Patterns and the Stock Market
Category: Brain & Behavior
Posted on: November 14, 2008 12:55 PM, by Jonah Lehrer
It's one of the more annoying side-effects of the financial collapse: instant updates of the Dow Jones Industrial Average are suddenly everywhere, popping up in the corner of cable news shows, in between weather reports on the radio, highlighted on websites, etc. It's a bizarre form of financial melodrama, as the moods of the market seem to lurch and pivot for no good reason. Yesterday afternoon, on the same day a terrible unemployment report came out, the Dow swung upwards and closed 500 points higher. This morning, it's down 350 points, although nobody seems to know why.
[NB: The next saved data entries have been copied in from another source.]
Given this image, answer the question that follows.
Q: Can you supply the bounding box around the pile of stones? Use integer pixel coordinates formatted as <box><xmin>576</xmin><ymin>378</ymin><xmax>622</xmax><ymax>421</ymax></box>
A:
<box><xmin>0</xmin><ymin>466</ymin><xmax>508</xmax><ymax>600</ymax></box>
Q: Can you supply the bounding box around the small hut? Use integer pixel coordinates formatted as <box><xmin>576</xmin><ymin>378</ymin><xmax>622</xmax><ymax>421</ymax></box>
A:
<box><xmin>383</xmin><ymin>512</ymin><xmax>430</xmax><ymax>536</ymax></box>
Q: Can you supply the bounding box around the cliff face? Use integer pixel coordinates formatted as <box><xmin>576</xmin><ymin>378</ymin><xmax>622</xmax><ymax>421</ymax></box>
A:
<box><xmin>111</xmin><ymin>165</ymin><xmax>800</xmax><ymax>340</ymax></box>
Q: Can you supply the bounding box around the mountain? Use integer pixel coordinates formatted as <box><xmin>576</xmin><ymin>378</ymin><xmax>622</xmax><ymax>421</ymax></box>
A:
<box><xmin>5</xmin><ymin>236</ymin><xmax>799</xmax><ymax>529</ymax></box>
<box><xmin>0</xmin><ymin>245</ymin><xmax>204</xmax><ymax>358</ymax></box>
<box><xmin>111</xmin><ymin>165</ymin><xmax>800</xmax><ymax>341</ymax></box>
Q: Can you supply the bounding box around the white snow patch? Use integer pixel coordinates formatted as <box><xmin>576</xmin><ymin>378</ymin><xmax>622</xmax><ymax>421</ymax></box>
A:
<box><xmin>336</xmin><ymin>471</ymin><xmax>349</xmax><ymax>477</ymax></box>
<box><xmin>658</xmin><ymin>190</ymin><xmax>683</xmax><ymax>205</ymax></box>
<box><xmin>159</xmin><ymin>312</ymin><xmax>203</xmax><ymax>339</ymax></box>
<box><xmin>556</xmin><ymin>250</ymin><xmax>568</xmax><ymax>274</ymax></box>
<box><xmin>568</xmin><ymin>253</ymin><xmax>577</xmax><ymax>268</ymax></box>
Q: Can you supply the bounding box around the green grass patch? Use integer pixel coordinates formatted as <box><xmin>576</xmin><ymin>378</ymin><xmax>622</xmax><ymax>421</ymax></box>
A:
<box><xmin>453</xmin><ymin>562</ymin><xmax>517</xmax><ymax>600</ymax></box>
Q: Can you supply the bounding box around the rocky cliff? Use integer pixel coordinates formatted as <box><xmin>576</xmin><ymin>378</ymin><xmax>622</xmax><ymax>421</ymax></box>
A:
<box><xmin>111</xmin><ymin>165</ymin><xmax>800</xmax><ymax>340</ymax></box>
This chart captures the recent flux:
While it's certainly entertaining to spin post-hoc explanations of market activity, it's also utterly futile. The market, after all, is a classic example of a "random walk," since the past movement of any particular stock cannot be used to predict its future movement. This inherent randomness was first proposed by the economist Eugene Fama, in the early 1960's. Fama looked at decades of stock market data in order to prove that no amount of rational analysis or knowledge (unless it was illicit insider information) could help you figure out what would happen next. All of the esoteric tools and elaborate theories used by investors to make sense of the market were pure nonsense. Wall Street was like a slot machine.
Alas, the human mind can't resist the allure of explanations, even if they make no sense. We're so eager to find correlations and causation that, when confronted with an inherently stochastic process - like the DJIA, or a slot machine - we invent factors to fixate on. The end result is a blinkered sort of overconfidence, in which we're convinced we've solved a system that has no solution.
Look, for example, at this elegant little experiment. A rat was put in a T-shaped maze with a few morsels of food placed on either the far right or left side of the enclosure. The placement of the food is randomly determined, but the dice is rigged: over the long run, the food was placed on the left side sixty per cent of the time. How did the rat respond? It quickly realized that the left side was more rewarding. As a result, it always went to the left, which resulted in a sixty percent success rate. The rat didn't strive for perfection. It didn't search for a Unified Theory of the T-shaped maze, or try to decipher the disorder. Instead, it accepted the inherent uncertainty of the reward and learned to settle for the best possible alternative.
The experiment was then repeated with Yale undergraduates. Unlike the rat, their swollen brains stubbornly searched for the elusive pattern that determined the placement of the reward. They made predictions and then tried to learn from their prediction errors. The problem was that there was nothing to predict: the randomness was real. Because the students refused to settle for a 60 percent success rate, they ended up with a 52 percent success rate. Although most of the students were convinced they were making progress towards identifying the underlying algorithm, they were actually being outsmarted by a rat.
So don't listen to those talking heads telling you why the market rose or fell. They're just like those Yalies, convinced they've found a pattern where none exists.